This may be a costly oversight for wealthy South African expatriates in an era of stricter enforcement and fewer exemptions where SARS is tightening its grip on compliance and eyeing higher revenue collection – with high earners firmly in the spotlight.
The 2025 Budget Speech underscored the reality that individuals earning above R1 million per year remain the backbone of the country’s tax base.
In 2024/2025, individual taxpayers in this income bracket represented 6.7% of registered taxpayers but contributed 46% of South Africa’s total personal income tax. In 2025/2026, that figure stands at an estimated 7.3% of taxpayers paying 48.6% of all personal income tax, showing the financial weight of South Africa’s tax system clearly rests heavily on the shoulders of high-income earners.

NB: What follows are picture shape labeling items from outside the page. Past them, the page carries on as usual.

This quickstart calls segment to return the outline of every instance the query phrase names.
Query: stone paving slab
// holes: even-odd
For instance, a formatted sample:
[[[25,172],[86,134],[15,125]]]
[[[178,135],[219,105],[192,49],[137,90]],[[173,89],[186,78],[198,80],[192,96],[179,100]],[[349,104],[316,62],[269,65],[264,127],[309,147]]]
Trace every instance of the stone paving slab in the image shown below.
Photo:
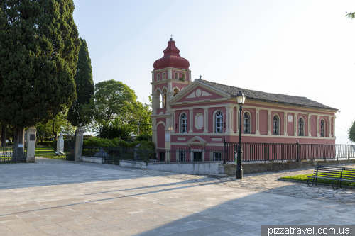
[[[348,165],[348,167],[349,167]],[[260,235],[262,225],[354,225],[354,191],[37,158],[0,164],[0,235]]]

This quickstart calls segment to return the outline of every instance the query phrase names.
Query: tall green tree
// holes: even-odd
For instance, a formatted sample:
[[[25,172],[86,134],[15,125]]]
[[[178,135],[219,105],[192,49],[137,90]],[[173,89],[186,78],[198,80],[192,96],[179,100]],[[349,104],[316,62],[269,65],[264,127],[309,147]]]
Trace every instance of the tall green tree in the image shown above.
[[[134,91],[121,82],[112,79],[99,82],[95,84],[95,94],[90,103],[82,106],[84,122],[94,120],[102,124],[104,120],[119,118],[126,123],[132,118],[130,111],[136,99]]]
[[[76,98],[80,40],[72,0],[0,1],[0,120],[25,127],[53,118]],[[23,150],[13,157],[21,159]]]
[[[74,77],[77,86],[77,99],[75,99],[69,108],[67,120],[74,126],[87,125],[82,118],[82,106],[80,105],[89,104],[90,98],[94,94],[95,88],[92,80],[92,67],[89,55],[89,49],[85,40],[80,38],[82,45],[79,51],[79,59],[77,64],[77,73]]]

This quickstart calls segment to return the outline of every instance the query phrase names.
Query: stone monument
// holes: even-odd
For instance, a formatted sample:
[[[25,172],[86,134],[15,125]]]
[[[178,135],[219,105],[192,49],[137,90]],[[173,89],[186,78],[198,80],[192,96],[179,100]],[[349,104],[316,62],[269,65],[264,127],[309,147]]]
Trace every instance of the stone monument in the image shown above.
[[[59,135],[57,140],[57,152],[60,154],[60,152],[64,152],[64,137],[62,133]]]
[[[82,141],[84,140],[84,133],[85,129],[78,128],[75,130],[75,162],[82,162]]]
[[[33,126],[27,129],[27,162],[35,162],[36,133],[37,130]]]

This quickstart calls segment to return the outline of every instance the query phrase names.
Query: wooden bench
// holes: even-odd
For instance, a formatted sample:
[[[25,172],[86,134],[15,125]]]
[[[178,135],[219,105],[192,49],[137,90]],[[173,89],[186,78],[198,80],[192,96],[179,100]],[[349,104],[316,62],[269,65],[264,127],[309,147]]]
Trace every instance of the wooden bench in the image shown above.
[[[342,182],[355,182],[355,169],[345,167],[327,167],[317,165],[315,169],[315,175],[307,176],[307,184],[312,187],[315,184],[317,186],[317,179],[327,179],[332,181],[332,187],[337,190],[338,186],[342,188]],[[313,179],[312,185],[310,184],[310,179]],[[334,188],[334,181],[337,181],[337,188]]]

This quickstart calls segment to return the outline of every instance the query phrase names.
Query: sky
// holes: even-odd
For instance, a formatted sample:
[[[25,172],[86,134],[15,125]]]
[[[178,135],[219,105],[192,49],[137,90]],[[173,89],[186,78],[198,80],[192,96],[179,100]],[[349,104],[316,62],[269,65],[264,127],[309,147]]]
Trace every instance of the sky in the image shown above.
[[[355,1],[74,0],[94,82],[115,79],[141,101],[173,34],[193,78],[306,96],[336,108],[336,142],[355,119]]]

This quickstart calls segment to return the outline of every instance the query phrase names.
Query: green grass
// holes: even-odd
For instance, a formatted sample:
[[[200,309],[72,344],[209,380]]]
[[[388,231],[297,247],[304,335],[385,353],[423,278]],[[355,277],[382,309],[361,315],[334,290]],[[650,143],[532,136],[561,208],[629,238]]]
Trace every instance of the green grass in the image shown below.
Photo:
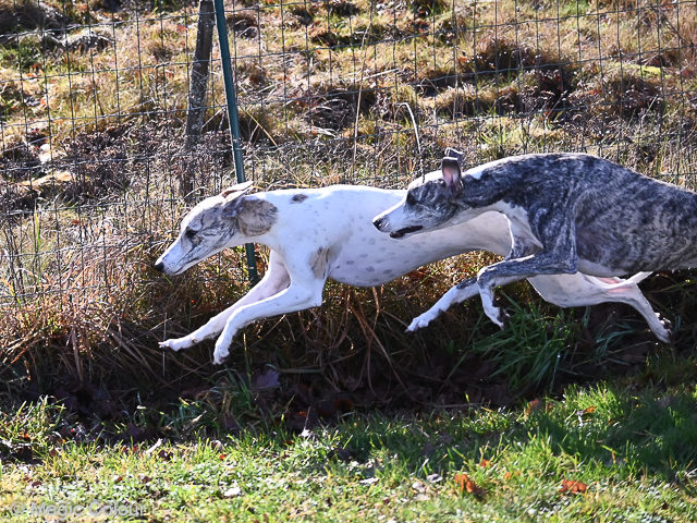
[[[571,387],[510,411],[348,414],[299,436],[198,425],[159,447],[61,442],[53,430],[71,416],[24,405],[5,410],[0,431],[4,446],[32,446],[35,463],[2,464],[0,514],[34,521],[12,503],[97,499],[142,507],[129,521],[692,522],[695,380],[667,385],[685,368],[694,374],[695,361],[655,365],[646,387],[648,375]],[[181,422],[191,406],[159,423]],[[482,490],[463,489],[460,474]],[[562,492],[565,479],[587,490]]]

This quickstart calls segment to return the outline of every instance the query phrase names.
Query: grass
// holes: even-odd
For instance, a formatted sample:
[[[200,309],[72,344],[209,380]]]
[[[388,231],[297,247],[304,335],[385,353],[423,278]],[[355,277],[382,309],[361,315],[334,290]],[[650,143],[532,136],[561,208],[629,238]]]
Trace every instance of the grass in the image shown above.
[[[653,362],[650,378],[512,410],[351,413],[299,435],[231,436],[197,415],[188,436],[139,445],[63,439],[74,416],[49,402],[3,409],[15,453],[2,464],[0,510],[34,521],[13,516],[12,503],[97,499],[139,507],[130,521],[695,521],[696,369]],[[140,411],[136,426],[175,430],[192,427],[196,405]],[[582,491],[564,492],[564,482]]]
[[[627,307],[560,311],[527,284],[506,289],[503,332],[472,301],[404,333],[496,259],[472,253],[330,283],[322,307],[246,328],[222,370],[211,343],[162,354],[246,291],[242,250],[150,267],[181,180],[194,199],[234,183],[224,95],[216,73],[184,149],[196,13],[115,3],[0,0],[3,519],[93,498],[147,521],[697,519],[689,272],[641,283],[673,346]],[[225,8],[260,188],[403,187],[447,146],[469,165],[585,150],[696,186],[694,2]]]

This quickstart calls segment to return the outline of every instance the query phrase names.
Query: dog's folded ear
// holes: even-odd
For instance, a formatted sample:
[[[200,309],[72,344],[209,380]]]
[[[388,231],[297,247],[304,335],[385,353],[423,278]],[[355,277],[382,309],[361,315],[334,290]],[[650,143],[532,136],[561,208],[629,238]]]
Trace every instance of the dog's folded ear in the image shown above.
[[[464,153],[457,149],[453,149],[452,147],[447,147],[445,153],[443,154],[443,158],[455,158],[460,166],[462,166],[462,160],[464,157],[465,157]]]
[[[440,163],[440,170],[443,173],[445,186],[451,191],[458,191],[462,185],[462,172],[460,171],[460,161],[457,158],[445,157]]]
[[[247,182],[233,185],[232,187],[223,188],[220,195],[225,199],[236,198],[252,191],[253,185],[254,185],[254,182],[249,180]]]

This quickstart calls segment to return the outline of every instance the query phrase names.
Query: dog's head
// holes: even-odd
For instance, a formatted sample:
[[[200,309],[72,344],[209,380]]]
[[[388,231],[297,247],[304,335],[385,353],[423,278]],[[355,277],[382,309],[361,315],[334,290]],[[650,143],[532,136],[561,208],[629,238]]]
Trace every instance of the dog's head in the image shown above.
[[[247,243],[267,232],[278,209],[254,195],[246,196],[252,182],[224,190],[196,205],[184,218],[179,238],[155,263],[167,275],[179,275],[221,252]]]
[[[402,202],[376,216],[372,224],[392,238],[405,238],[417,232],[431,231],[453,224],[451,220],[466,221],[458,196],[462,193],[462,153],[445,149],[440,171],[429,172],[414,180]]]

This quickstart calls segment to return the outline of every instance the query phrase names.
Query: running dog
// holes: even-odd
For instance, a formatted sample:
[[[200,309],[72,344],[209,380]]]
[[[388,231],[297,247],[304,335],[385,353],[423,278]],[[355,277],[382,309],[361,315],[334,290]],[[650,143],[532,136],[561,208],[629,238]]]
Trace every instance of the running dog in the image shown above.
[[[509,222],[499,212],[395,240],[378,232],[370,219],[404,199],[405,191],[332,185],[248,194],[250,188],[249,182],[235,185],[196,205],[155,268],[179,275],[224,248],[256,242],[271,250],[264,279],[206,325],[184,338],[161,342],[161,348],[179,351],[222,332],[213,353],[213,363],[221,364],[235,335],[249,323],[321,305],[328,278],[357,287],[381,285],[455,254],[485,250],[506,255],[511,251]],[[661,332],[636,285],[640,279],[640,275],[620,280],[575,273],[541,276],[530,282],[542,297],[560,306],[627,303]],[[470,291],[476,294],[476,288]]]
[[[451,289],[417,325],[478,291],[486,314],[503,327],[508,316],[493,305],[493,289],[524,278],[578,271],[599,278],[643,271],[643,278],[697,265],[697,193],[585,154],[516,156],[464,173],[461,162],[462,154],[448,149],[441,170],[414,181],[374,224],[406,239],[498,211],[510,222],[512,250]],[[644,317],[669,340],[663,325]]]

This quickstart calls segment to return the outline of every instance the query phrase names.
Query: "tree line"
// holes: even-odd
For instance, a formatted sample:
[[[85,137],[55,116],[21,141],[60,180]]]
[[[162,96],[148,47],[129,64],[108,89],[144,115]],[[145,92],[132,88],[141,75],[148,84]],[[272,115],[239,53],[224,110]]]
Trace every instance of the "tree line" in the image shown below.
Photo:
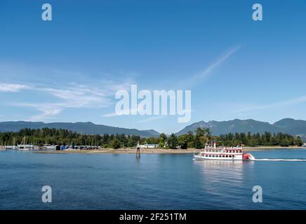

At the same time, tax professionals warn that this is also the group of taxpayers who are highly mobile and can easily move abroad. Earlier this year SARS Commissioner Edward Kieswetter said the tax authority’s High Wealth Individual Unit (HWIU), which collects data on individuals owning more than R50 million in assets, found about 2 800 individuals that fit that category. Among them they hold R150 billion of assets offshore.
Fewer Expats Leaving the Tax Net: Why It Matters
SARS statistics reveal an interesting trend. In 2014, 4,102 taxpayers earning above R1 million formally declared a change in tax residency. By 2023, that number had dropped to 1,722 taxpayers. So, while a large number of South Africans are still believed to seek new opportunities abroad, fewer individuals are formally exiting the tax system.
This raises the important question whether all those who leave the country correctly update their tax residency status with SARS.
If not, they may be in for an unpleasant surprise, as failing to formally cease tax residency can result in unexpected tax liabilities in South Africa, especially as SARS continues to cast its net wider.
The tax authority is no longer taking a passive approach to tax compliance. In practice, we increasingly see SARS scrutinising taxpayers’ financial backgrounds, with detailed request for among others, company interests and involvement, company financials, rental income, Capital Gains Tax calculations and crypto related information.
These requests, as seen in the example below, often follow a submission of an application for a SARS Notice of Non-Resident Tax Status, the official confirmation that one has ceased to be a tax resident of South Africa.

In this new era of enforcement, it is essential for South African expatriates and high-income earners to understand their tax obligations back home. The assumption that it automatically ends at the border is no longer a safe one.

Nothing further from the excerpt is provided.